A better screening method, he said, involves several steps:
- Complete history, including information related to race, ethnicity, poverty status, travel, country of origin, and occupation;
- A physical exam to identify nodes and abscesses;
- TB skin test;
- IGRAs;
- A chest X-ray; and
- Questions about prednisone use for one month or longer or use of TNF-α therapy.
As an example of the value of patient history, Dr. Iseman reviewed the case of a 47-year-old woman who lived in Manila, Philippines, for more than 40 years and had been a nurse’s aide as a young person. Her skin test was negative, and she did not test positive on IGRA.

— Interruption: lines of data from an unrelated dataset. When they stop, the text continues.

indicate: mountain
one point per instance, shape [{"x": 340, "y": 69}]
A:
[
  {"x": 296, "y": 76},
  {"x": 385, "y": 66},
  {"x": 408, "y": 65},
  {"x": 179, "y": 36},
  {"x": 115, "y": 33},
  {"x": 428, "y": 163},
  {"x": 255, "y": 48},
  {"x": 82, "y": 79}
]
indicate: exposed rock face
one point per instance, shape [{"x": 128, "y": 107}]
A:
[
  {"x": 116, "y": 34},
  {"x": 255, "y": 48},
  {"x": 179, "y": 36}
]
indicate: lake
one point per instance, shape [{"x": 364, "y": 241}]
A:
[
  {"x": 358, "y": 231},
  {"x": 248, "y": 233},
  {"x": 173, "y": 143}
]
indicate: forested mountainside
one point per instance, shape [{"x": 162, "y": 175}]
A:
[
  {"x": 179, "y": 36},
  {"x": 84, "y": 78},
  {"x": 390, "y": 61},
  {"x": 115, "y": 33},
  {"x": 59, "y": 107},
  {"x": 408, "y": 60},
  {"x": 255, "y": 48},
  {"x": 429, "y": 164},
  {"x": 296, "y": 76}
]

For high-risk patients, such as the nurse’s aide, a 5-mm induration on the skin test should be considered positive, whereas 10 mm is considered positive for people not at high risk, Dr. Iseman said. For patients with a negative skin test and positive IGRA, there is high likelihood of latent TB. For patients with a negative skin test and negative IGRA but other risk factors, such as travel or work in healthcare, there is no assurance that the patient is free of latent TB. The cutoff point for IGRA assays should be lower in high-risk patients, he said.
Treatment Options for Latent TB
Dr. Iseman reviewed the latest American Thoracic Society/Centers for Disease Control and Prevention guidelines for treatment of latent TB. These guidelines recommend the following drug regimen:
- Isoniazid therapy for nine months; or
- Isoniazid therapy for six months; or
- Rifampin for four months.
- Rifampin/pyrazinamide should not be offered for treatment.
Also, treatment of latent TB should be used for two to four weeks before beginning a TNF-α agent. Patients can be serially reinfected with TB and continue to be vulnerable, he said. “So you have to be aggressive for looking out for reinfections.” Patients infected with multidrug resistant TB will require more complicated therapy.
Kathy Holliman is a medical journalist based in New Jersey.